Pline se moque de ces fables en soulignant " qu'il est aisé de voir que de pareils contes ont été inventés pour augmenter le prix de la drogue ". Pline ( 23-79 ) dans son Histoire Naturelle dit: " La cinnamome ou cinname naît dans les pays ou les Ethiopiens se sont unis par mariage aux Troglodytes " et il se plaint que le cours normal de 1000 deniers la livre soit monté à 1500 deniers à la suite d'une révolte de Barbares " qui incendièrent les forêts où poussait la cinnamome. Toutefois on ne sait pas si cela est arrivé par la méchanceté des riches marchands ou bien par hasard ". Pline a de quoi s'étrangler si on considère que la cannelle était l'aromate la plus recherchée des Romains du Haut Empire et une des plus chères et si on sait qu'une livre pesait 327 grammes et qu'un seul denier valant 3,41 grammes d'argent et valant quatre sesterces était l'équivalent du salaire maximum d'un travailleur manuel, lequel avec cette somme ne pouvait se payer que 2 kg de pain ou 8 kg de blé.
Jusqu'au Haut Moyen Age les voyageurs européens reprendront les mêmes histoires ou d'autres tout aussi invraisemblables. Une longue tradition enseigne que le Paradis perdu est encore sur terre. Flavius Josèphe dès le 1er siècle de notre ère soutient que le Nil vient du Jardin d'Eden, devenu inacessible depuis la faute. Isidore de Séville affirme que "le paradis est un lieu d'Orient" dont on sait que proviennent les épices.

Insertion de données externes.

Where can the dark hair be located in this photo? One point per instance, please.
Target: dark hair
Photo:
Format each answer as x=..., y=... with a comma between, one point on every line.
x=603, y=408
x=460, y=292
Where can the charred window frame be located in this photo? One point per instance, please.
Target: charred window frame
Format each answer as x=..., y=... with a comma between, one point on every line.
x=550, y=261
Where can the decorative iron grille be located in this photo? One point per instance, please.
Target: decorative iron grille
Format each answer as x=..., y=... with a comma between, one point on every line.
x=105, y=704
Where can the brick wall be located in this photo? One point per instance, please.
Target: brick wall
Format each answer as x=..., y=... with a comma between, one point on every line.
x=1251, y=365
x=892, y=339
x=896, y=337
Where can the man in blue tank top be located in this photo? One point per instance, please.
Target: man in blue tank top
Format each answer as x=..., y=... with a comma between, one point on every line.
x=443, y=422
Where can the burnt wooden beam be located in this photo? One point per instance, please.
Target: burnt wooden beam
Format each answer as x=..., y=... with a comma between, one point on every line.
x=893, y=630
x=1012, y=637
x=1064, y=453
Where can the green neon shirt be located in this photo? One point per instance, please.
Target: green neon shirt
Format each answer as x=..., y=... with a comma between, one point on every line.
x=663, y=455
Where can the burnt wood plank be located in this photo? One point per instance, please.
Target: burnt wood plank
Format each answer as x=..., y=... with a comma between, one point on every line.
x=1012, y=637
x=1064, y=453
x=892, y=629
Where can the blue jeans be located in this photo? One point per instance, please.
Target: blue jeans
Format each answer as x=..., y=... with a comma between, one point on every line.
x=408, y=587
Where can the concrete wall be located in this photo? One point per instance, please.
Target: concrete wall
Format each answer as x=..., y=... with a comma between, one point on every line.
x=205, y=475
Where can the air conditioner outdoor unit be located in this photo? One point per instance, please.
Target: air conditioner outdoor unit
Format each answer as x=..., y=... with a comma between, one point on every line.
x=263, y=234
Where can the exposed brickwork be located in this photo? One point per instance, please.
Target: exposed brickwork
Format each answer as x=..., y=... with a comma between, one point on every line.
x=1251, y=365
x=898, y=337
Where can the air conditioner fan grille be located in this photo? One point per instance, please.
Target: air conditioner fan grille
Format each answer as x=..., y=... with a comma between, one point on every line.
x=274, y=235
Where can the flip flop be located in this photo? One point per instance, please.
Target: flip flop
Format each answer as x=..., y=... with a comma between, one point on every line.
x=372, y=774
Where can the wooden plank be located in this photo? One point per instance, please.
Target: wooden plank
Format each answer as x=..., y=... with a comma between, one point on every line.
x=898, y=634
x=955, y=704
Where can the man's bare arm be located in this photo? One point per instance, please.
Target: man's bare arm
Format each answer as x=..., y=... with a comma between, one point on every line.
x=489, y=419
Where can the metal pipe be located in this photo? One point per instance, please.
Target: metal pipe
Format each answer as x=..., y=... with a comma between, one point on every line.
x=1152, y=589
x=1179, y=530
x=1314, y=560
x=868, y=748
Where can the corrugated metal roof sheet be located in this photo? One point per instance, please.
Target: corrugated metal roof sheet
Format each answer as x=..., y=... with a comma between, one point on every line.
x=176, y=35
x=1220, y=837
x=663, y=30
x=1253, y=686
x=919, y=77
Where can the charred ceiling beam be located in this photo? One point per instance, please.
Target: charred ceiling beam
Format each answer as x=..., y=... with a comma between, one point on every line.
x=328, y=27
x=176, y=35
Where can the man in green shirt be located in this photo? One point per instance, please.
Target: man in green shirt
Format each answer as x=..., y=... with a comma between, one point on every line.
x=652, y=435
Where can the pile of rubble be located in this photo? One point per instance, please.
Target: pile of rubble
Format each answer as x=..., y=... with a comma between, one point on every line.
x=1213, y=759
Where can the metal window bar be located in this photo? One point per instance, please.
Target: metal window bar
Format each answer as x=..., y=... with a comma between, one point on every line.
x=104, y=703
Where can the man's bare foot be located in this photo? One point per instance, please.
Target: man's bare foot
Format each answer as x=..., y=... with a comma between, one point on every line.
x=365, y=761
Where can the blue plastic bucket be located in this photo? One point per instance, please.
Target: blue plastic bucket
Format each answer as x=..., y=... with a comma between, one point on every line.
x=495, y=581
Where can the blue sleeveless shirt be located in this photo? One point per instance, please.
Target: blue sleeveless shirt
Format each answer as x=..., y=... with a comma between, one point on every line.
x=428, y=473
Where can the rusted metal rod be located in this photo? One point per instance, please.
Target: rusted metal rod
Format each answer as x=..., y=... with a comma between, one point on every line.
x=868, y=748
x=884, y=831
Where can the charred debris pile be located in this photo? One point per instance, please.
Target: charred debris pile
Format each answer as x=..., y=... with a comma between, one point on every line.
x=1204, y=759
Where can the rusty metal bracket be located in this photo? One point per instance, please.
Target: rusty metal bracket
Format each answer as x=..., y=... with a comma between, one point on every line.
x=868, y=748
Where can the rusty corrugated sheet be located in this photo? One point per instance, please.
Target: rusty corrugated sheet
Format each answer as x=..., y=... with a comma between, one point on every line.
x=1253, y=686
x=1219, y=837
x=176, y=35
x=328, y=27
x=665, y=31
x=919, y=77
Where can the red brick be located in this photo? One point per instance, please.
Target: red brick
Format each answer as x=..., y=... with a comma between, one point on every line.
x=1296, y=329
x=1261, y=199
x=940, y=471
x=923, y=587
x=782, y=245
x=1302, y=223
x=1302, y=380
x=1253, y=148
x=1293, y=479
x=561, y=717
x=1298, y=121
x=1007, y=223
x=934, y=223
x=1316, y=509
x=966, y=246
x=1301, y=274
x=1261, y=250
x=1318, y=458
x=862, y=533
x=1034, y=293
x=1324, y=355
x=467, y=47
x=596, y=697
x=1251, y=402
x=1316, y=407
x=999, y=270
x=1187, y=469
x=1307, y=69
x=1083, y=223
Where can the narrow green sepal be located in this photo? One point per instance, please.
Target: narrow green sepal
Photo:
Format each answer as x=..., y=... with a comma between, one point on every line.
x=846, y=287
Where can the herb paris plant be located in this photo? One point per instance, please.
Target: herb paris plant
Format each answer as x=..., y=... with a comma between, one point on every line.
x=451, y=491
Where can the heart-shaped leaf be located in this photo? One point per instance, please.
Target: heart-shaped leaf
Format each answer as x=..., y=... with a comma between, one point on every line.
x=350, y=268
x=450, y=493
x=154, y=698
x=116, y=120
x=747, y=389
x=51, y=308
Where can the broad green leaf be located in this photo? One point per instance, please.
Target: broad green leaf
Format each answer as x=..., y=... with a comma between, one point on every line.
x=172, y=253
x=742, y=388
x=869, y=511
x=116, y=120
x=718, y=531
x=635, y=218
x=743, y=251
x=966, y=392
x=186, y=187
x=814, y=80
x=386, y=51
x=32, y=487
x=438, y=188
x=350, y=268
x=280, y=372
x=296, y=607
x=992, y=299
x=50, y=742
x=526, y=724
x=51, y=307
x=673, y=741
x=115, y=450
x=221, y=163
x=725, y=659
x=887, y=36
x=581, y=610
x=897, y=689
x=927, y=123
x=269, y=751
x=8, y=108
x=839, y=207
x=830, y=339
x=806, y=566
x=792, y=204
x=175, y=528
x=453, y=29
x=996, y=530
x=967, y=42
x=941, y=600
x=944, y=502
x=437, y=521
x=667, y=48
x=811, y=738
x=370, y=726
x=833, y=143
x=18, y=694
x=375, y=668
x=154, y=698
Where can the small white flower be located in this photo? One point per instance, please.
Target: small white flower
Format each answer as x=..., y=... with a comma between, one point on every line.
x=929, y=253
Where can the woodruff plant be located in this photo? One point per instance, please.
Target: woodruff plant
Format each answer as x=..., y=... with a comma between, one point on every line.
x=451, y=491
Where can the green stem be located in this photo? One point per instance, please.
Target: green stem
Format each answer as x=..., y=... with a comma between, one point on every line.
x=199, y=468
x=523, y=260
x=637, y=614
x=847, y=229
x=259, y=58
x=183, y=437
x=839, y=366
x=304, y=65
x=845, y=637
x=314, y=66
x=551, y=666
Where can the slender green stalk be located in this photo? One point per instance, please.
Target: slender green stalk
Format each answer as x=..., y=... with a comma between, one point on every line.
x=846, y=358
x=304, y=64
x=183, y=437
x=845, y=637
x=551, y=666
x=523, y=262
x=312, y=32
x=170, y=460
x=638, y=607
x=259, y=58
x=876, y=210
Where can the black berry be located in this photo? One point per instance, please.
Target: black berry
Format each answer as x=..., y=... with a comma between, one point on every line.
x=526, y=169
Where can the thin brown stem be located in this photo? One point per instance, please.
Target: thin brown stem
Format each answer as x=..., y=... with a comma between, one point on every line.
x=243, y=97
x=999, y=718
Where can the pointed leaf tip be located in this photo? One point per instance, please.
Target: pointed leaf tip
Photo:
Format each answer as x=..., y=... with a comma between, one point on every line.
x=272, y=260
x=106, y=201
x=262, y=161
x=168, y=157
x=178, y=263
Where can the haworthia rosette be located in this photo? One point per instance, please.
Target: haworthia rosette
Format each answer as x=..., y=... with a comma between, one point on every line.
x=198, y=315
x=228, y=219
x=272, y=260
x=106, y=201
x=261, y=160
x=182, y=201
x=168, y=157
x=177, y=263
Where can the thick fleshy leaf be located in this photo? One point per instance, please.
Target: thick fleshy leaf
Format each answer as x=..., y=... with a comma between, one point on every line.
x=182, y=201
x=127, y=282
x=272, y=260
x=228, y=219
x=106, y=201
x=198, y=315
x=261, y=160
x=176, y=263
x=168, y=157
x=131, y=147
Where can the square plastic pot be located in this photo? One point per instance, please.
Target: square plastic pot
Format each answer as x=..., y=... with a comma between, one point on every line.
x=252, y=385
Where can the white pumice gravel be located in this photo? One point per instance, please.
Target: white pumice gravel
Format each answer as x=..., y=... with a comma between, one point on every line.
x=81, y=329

Pour certains le Paradis est placé à l'extrémité et aux confins du monde là où naissent le Gange, le Tigre et l'Euphrate, le Nil. Jérusalem occupe le centre de l'univers, selon l'Ecriture qui dit: " C'est Jérusalem que j'ai placé au milieu des nations, environnées de pays étrangers". Au 12e siècle Pierre Lombard situe aussi le paradis en orient et le voit "séparé par un large espace de terre ou de mer des régions qu'habitent les hommes. Thomas d'Aquin place aussi le paradis en Orient et le voit "coupé de notre habitat par certains obstacles, soit de montagnes, soit de mer, soit de quelques région brûlante qui ne peut être traversée." Plusieurs mappemondes du I2 et 13e siècles placent Adam et Eve goûtant le fruit défendu dans une île circulaire entourées d'un mur. Le jardin d' Eden est clos mais continue à entretenir en eau l'univers après un parcours souterrain et ses eaux charrient de précieuses épices et aromates.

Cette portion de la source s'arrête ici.